Mas o desespero de Bolsonaro é tão grande que ele pode mesmo dar um golpe com parcela das Forças Armadas, basicamente o comando militar de Brasília. Mas esse golpe não passaria de uma aventura, uma mera quartelada isolada até mesmo dentro das Forças Armadas.

 

Contudo, como toda aventura golpista essa também não teria vida longa, pois não se apoia em nenhum projeto econômico ou internacional, apenas no projeto de ditadura pessoal de Bolsonaro.
Segundo vários indícios as classes dominantes, ou a maior parte delas, já têm uma estratégia para tentar garantir o poder total do estado nas eleições de 2022, e não passa pela reeleição de Bolsonaro nem pelo seu impeachment.

 

Tudo indica que passa pelo contínuo sangramento político de Bolsonaro, com foco em seu envolvimento com a corrupção.

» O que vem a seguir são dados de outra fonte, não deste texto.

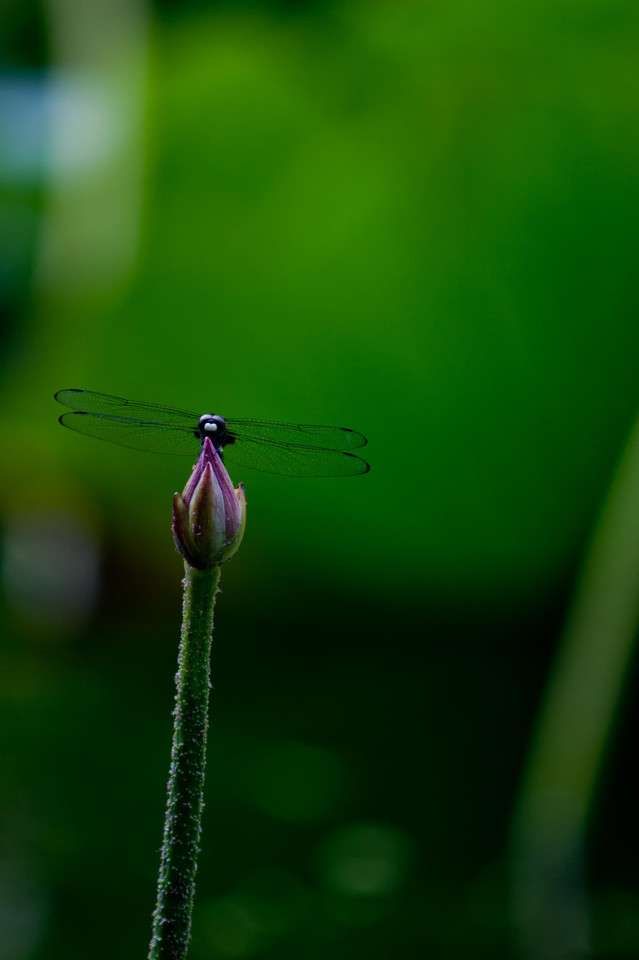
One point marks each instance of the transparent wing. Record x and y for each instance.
(154, 437)
(292, 460)
(306, 435)
(86, 401)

O objetivo estratégico aqui é redirecionar o crescente apoio das classes médias da atual tendência Lula, para um dos seus pré-candidatos da chamada “terceira via”. O nome mais provável é o de Ciro, que vem martelando nesse caminho desde que se colocou como adversário de Lula.

 

Na realidade Ciro vem centrando a sua estratégia eleitoral no combate à corrupção de Bolsonaro e de seu governo. Nas eleições de 2022 com toda a certeza vai requentar as mentiras da Lava Jato contra Lula, com repercussão total na grande mídia.

 

O falso “combate à corrupção” foi a fórmula milagrosa finalmente encontrada pela oligarquia corrupta, predadora e antipatriótica do Brasil para atrair o apoio das classes médias, dividir o povo e golpear a esquerda.

 

Mas Lula, o PT e o campo de centro-esquerda vai estar preparado tanto para não cair em armadilhas isolacionistas quanto para não se deixar dividir por essa já bastante conhecida narrativa enganosa e reacionária das classes dominantes, verdadeiro “canto de sereia” golpista.